The following was submitted by Laura Sheridan.
At a McLean Woman’s Club meeting on Sept. 3, retired Washington Post columnist Bob Levey shared his views on the Post’s future in the wake of its purchase by Amazon.com CEO Jeff Bezos.
He also discussed the economic factors affecting the newspaper business, including the loss of advertising, declines in circulation and, perhaps chiefly, the competition of the Internet.
Levey believes there will be two forms of the Washington Post: “I think it’s not too much of a leap to say that very, very soon the Post will be in a very limited way a print product and in a very major way an electronic product,” he said.

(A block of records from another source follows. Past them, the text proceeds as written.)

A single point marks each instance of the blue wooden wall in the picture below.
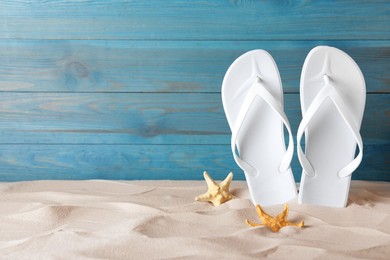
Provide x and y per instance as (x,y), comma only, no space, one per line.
(131,89)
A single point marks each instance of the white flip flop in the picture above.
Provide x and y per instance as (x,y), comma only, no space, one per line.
(333,95)
(252,98)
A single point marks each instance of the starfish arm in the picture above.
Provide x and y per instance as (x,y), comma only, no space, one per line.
(283,215)
(210,182)
(227,181)
(262,214)
(252,224)
(300,224)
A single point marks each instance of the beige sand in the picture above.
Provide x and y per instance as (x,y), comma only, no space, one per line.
(160,219)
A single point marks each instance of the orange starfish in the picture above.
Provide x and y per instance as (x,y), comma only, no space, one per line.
(274,223)
(217,193)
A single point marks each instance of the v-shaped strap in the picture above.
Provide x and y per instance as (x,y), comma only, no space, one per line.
(329,91)
(258,90)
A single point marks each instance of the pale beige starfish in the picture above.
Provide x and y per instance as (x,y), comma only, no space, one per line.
(217,193)
(274,223)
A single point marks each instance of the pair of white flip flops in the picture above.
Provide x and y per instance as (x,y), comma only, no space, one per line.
(332,94)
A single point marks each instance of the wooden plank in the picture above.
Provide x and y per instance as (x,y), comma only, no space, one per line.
(129,162)
(195,20)
(144,118)
(163,66)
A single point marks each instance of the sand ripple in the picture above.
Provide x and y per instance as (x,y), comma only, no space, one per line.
(157,220)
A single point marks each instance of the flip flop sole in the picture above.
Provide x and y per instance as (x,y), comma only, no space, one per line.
(261,141)
(329,144)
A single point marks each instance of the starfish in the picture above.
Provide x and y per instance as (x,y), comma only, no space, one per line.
(217,193)
(274,223)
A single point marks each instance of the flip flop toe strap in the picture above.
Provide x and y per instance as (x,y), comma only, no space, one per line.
(330,92)
(258,90)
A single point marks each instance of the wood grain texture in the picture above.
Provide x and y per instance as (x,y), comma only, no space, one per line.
(163,66)
(195,20)
(129,162)
(144,118)
(118,89)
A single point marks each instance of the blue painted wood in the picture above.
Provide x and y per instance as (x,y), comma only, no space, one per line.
(163,66)
(195,20)
(129,162)
(119,89)
(144,118)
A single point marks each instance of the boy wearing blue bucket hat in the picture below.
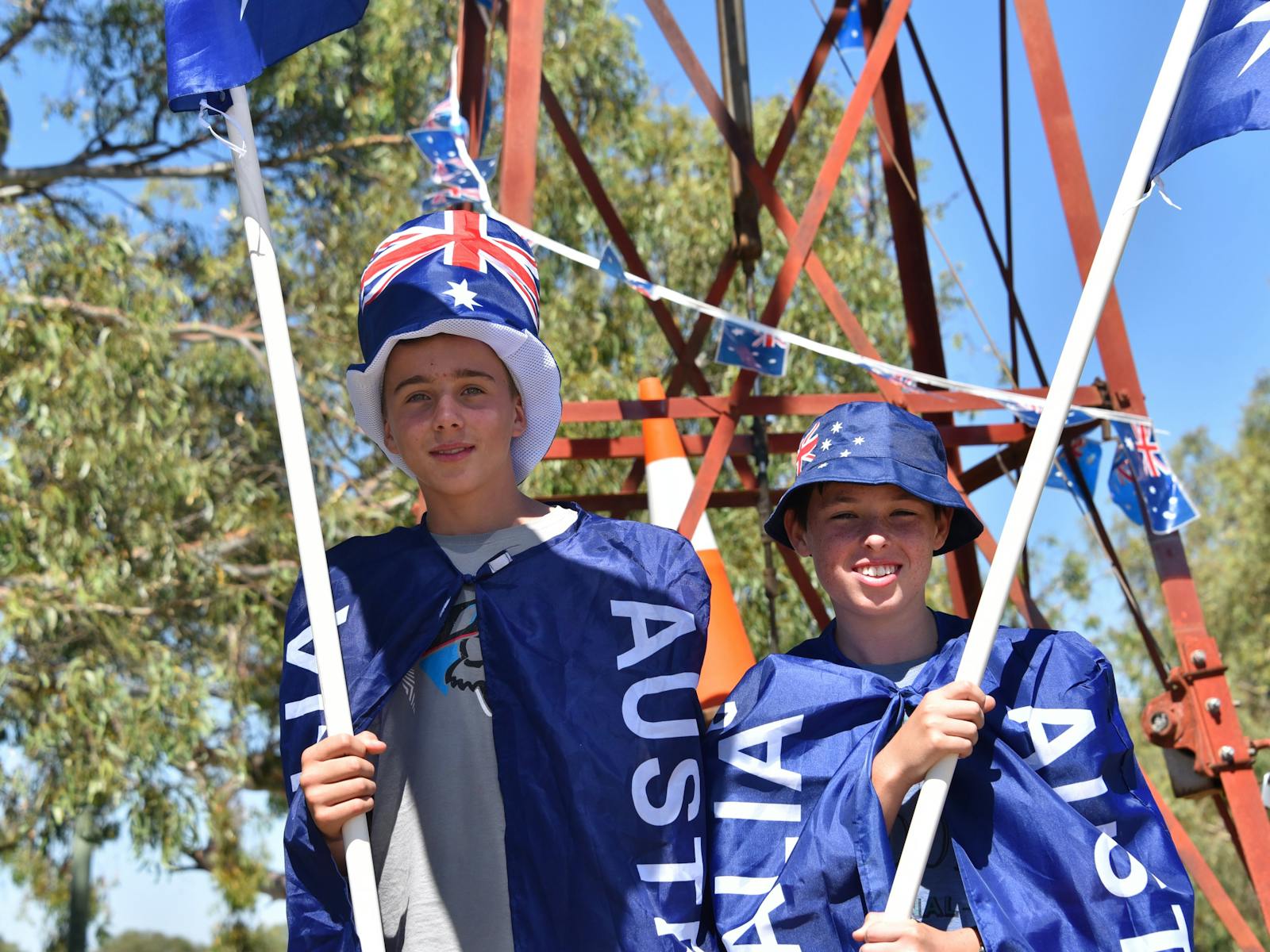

Moreover, customers probably will be able to select the portions of the paper they wish to receive online, essentially creating a version of the paper that is customized for them.
Levey sees dangers in this practice: “In the political and opinion realm… People will order stuff that reinforces what they already think.” He did, however, note the “great” business value of the plan. He also expressed concern that Bezos, the new owner of the Post, might try to impose his political views, and that residing in Washington State, far from D.C., might cause the paper to neglect local events, which have been its traditional focus. He is also concerned about the truncated nature of news on the Internet and “the difficulty in getting the full story” there.
However, Levey believes the Post’s print version will continue to be “a deeply reported, carefully edited product.”
“We have to stand for the best, the deepest and the fullest,” Levey said.